Recebeu o Espírito Santo...

Era um momento especial na vida dos apóstolos e discípulos de Jesus: estando reunidos “num mesmo lugar” (At 2,1), testemunhavam o cumprimento das promessas de Jesus, que lhes havia pedido: “Não vos afasteis de Jerusalém, mas esperai a realização da promessa do Pai. Recebereis o poder do Espírito Santo”. (At 1,4.8). Quando chegou o dia de Pentecostes, uma multidão acorreu ao local em que os discípulos se encontravam. Então, Pedro, “de pé, junto com os onze apóstolos, levantou a voz e falou à multidão”, não sem antes pedir que o escutassem “com toda a atenção” (At 2,14).

Começou fazendo referências às promessas de Deus: “Nos últimos dias, derramarei do meu Espírito sobre toda carne”; e terminou – é o ponto mais alto de seu discurso – testemunhando que “Deus ressuscitou Jesus, exaltou-o e deu-lhe o Espírito”.

E Jesus, tendo recebido o Espírito Santo que fora prometido pelo Pai, “o derramou, como estais vendo e ouvindo” (At 2,17.32-33). Jesus recebeu do Pai o Espírito Santo e o derramou sobre os apóstolos, os discípulos e o mundo inteiro.

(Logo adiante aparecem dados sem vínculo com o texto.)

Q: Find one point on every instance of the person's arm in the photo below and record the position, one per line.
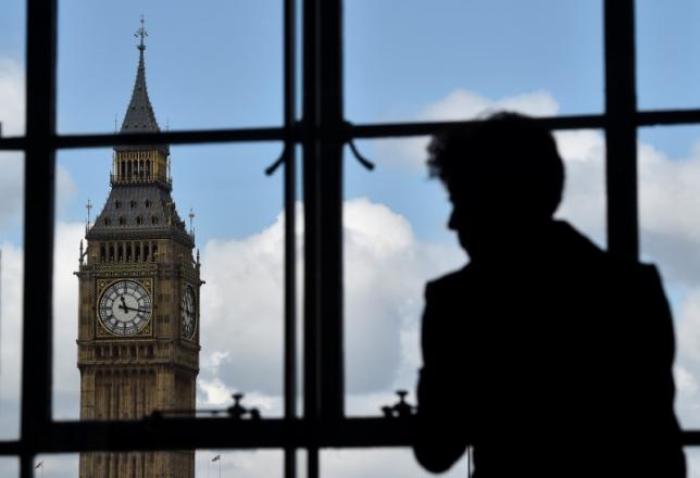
(439, 440)
(654, 373)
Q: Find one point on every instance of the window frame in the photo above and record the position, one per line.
(322, 132)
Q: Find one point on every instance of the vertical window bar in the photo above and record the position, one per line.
(330, 57)
(312, 258)
(621, 132)
(290, 335)
(38, 227)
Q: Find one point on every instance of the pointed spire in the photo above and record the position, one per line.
(140, 117)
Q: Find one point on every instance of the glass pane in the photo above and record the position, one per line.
(9, 467)
(244, 464)
(668, 45)
(669, 180)
(60, 466)
(692, 456)
(380, 463)
(11, 293)
(12, 68)
(396, 240)
(137, 306)
(224, 72)
(451, 59)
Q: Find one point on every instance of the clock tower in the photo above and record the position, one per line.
(138, 330)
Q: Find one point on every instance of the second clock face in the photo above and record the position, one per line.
(125, 308)
(189, 312)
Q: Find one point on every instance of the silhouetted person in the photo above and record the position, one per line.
(550, 355)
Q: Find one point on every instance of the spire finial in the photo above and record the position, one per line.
(88, 206)
(141, 32)
(191, 216)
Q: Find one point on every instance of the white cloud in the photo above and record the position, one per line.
(12, 111)
(386, 269)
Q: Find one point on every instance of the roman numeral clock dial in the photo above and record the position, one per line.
(125, 308)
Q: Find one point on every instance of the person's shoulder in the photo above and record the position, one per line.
(449, 282)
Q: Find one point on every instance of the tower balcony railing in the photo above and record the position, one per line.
(137, 179)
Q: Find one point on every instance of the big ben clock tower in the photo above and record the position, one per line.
(138, 337)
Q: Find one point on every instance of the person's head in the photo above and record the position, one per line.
(504, 176)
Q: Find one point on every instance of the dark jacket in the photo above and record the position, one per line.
(557, 363)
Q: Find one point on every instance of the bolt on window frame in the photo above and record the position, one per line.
(321, 131)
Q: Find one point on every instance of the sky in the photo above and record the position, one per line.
(214, 64)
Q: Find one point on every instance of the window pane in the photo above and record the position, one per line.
(9, 467)
(669, 176)
(243, 464)
(396, 240)
(668, 45)
(451, 59)
(692, 456)
(137, 302)
(379, 463)
(60, 466)
(11, 292)
(12, 68)
(211, 64)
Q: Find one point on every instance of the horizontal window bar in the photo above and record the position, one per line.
(188, 433)
(295, 134)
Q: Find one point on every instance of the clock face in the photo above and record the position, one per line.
(125, 308)
(189, 312)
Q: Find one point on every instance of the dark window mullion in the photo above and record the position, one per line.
(38, 227)
(290, 283)
(621, 130)
(311, 228)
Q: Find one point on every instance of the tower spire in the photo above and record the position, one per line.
(141, 32)
(139, 117)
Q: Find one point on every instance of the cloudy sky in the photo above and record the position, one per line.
(217, 64)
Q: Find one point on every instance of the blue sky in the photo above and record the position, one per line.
(217, 63)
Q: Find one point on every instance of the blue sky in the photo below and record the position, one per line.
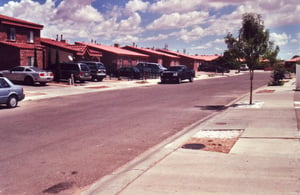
(196, 26)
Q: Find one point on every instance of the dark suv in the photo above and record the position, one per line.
(80, 71)
(98, 70)
(150, 68)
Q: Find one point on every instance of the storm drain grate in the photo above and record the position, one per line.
(216, 140)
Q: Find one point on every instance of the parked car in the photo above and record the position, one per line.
(76, 70)
(150, 69)
(10, 94)
(244, 67)
(28, 74)
(98, 70)
(212, 68)
(177, 74)
(130, 72)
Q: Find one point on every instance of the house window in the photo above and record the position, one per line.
(12, 34)
(30, 61)
(30, 37)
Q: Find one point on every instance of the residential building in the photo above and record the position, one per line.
(207, 60)
(58, 51)
(162, 58)
(115, 57)
(20, 43)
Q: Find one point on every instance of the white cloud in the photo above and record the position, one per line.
(180, 6)
(279, 39)
(177, 20)
(126, 40)
(158, 37)
(136, 5)
(194, 34)
(130, 25)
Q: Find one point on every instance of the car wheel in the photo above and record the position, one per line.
(179, 80)
(28, 80)
(12, 101)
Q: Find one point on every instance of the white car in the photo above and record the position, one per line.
(10, 94)
(28, 74)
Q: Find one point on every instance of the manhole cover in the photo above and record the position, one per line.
(193, 146)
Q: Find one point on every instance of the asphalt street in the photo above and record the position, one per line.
(75, 140)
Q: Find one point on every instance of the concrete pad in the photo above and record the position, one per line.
(206, 173)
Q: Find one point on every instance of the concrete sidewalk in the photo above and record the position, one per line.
(265, 158)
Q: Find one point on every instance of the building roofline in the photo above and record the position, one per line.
(18, 22)
(112, 49)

Começava um novo tempo na vida da Igreja – o tempo do Espírito Santo. Pode-se dizer, como o fazem muitos teólogos, que o Espírito Santo é para Jesus aquilo que Jesus foi para o Pai.

O Espírito Santo foi enviado por Jesus, tal como Jesus foi enviado pelo Pai; ele dá testemunho de Jesus, tal como Jesus deu testemunho do Pai; glorifica a Jesus, tal como Jesus glorifica ao Pai. Jesus ensinou em nome do Pai, e o Espírito Santo fala, recorda e explica toda a verdade aos discípulos em nome de Jesus. Cada ação de Jesus, cada gesto e palavra Sua em relação ao Pai tem seu paralelo explícito em uma ação e em uma palavra do Espírito Santo em relação a Ele, Jesus.

O Espírito Santo derramado por Jesus – é bom lembrar: os gestos divinos não são acontecimentos do passado, mas ações que se perpetuam, continuando a produzir transformações e resultados – completa a obra iniciada pelo Filho de Deus. É o Espírito Santo que entusiasma os apóstolos, impulsionando-os ao encontro de todas as pessoas e de todos os povos, isto é, de todos os que foram resgatados pelo sangue de Cristo. É o Espírito Santo que aumenta em nós o desejo de vida interior, que nos torna humildes, que nos dá um coração generoso, ao mesmo tempo em que diminui em nós a auto-su. ciência.

O maior perigo, hoje, não são as seitas; não são os ateus teóricos ou práticos; não é o consumismo, nem mesmo o hedonismo. O maior perigo é um cristianismo sem vida, sem cor, sem entusiasmo, sem maravilhas – sem o Espírito Santo. É hora, pois, de voltar nosso olhar para as primeiras comunidades. O livro dos Atos dos Apóstolos testemunha a ação do Espírito Santo em seu meio. Resultado dessa ação: colocavam tudo em comum e perseveravam na oração, no ensinamento dos apóstolos, na comunhão fraterna e na fração do pão. Mas esse livro faz referências, também, às perseguições que os cristãos sofreram, às prisões, aos julgamentos e ao martírio. O que lhes dava força para perseverar era um fogo que os consumia, um entusiasmo que contagiava outros – era o Espírito Santo. Antes, conheciam as palavras e gestos de Jesus. A partir de Pentecostes, compreendiam Sua mensagem, a extensão de Suas promessas e as exigências de Sua proposta.

Para o Cardeal Suenens, o derramamento do Espírito Santo foi, ao longo dos séculos, fonte de juventude, de criatividade e de fervor na Igreja. Por isso, ele costumava dizer: “Creio nas surpresas do Espírito Santo”. Para que testemunhemos essas surpresas, é preciso tomar consciência de que a Igreja está sempre no Cenáculo; é necessário, como os apóstolos, perseverar na oração com Maria; e é essencial acreditar que “o Espírito Santo recebe do que é de Cristo e o transmite a todos, entrando incessantemente na história do mundo através do coração do homem” (João Paulo II, DV, 67).